2. Two fair, six-sided dice are rolled. Let $$S$$ be the smaller of the numbers on the two dice. Let $$L$$ be the larger of the numbers on the two dice. (Note: If doubles are rolled, then $$S = L$$.)

1. Find the joint p.m.f. of $$S$$ and $$L$$.
2. Use the joint p.m.f. to calculate $$P(S + L = 2)$$.
3. Repeat for $$P(S + L = k)$$, $$k = 3, 4, 5, \ldots, 12$$. Why does the answer make sense?
3. A fair coin is tossed 3 times. Let $$X$$ be the number of heads in these three tosses. Let $$Y$$ be the number of tails in these three tosses. Find the joint p.m.f. of $$X$$ and $$Y$$. (You may specify the joint p.m.f. as a table or a formula, whichever is more convenient for you.)

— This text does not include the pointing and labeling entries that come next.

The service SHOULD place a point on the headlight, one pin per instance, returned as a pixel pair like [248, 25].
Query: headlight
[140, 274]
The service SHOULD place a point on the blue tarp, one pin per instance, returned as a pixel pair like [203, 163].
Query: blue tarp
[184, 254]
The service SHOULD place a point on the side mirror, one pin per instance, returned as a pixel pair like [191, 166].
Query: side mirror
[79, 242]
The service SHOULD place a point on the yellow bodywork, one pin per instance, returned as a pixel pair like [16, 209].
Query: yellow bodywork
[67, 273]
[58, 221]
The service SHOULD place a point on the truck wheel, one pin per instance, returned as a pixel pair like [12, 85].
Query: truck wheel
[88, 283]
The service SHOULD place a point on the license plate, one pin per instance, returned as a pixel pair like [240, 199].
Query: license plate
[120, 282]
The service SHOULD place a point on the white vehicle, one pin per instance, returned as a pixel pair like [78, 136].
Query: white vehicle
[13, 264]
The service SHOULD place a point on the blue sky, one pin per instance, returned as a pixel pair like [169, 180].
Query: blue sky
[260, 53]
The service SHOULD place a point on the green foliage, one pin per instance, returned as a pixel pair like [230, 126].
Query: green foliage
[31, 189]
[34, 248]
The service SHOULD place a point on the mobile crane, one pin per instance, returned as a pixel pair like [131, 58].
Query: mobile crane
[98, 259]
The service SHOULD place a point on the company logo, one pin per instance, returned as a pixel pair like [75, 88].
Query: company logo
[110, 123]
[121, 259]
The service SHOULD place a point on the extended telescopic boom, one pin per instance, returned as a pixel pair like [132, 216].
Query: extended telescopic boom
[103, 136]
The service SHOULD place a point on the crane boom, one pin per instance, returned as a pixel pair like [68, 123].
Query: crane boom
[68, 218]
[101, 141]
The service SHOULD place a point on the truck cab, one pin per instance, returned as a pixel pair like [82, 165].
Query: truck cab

4. At Diablo Canyon nuclear plant, radioactive particles hit a Geiger counter according to a Poisson process with a rate of 3.5 particles per second. Let $$X$$ be the number of particles detected in the first 2 seconds. Let $$Y$$ be the number of particles detected in the second after that (i.e., the 3rd second). Find the joint p.m.f. of $$X$$ and $$Y$$. (You may specify the joint p.m.f. as a table or a formula, whichever is more convenient for you.)

1. A fair coin is tossed 4 times. Let $$X$$ be the number of heads in the first three tosses. Let $$Y$$ be the number of heads in the last three tosses. Find the joint p.m.f. of $$X$$ and $$Y$$. (Hint: There are only $$2^4 = 16$$ equally likely outcomes when you toss 4 coins. If you are unable to calculate the probabilities using rules we have learned, just list all the possible outcomes!)
2. At Diablo Canyon nuclear plant, radioactive particles hit a Geiger counter according to a Poisson process with a rate of 3.5 particles per second. Let $$X$$ be the number of particles detected in the first 2 seconds. Let $$Z$$ be the number of particles detected in the first 3 seconds. Find the joint p.m.f. of $$X$$ and $$Z$$.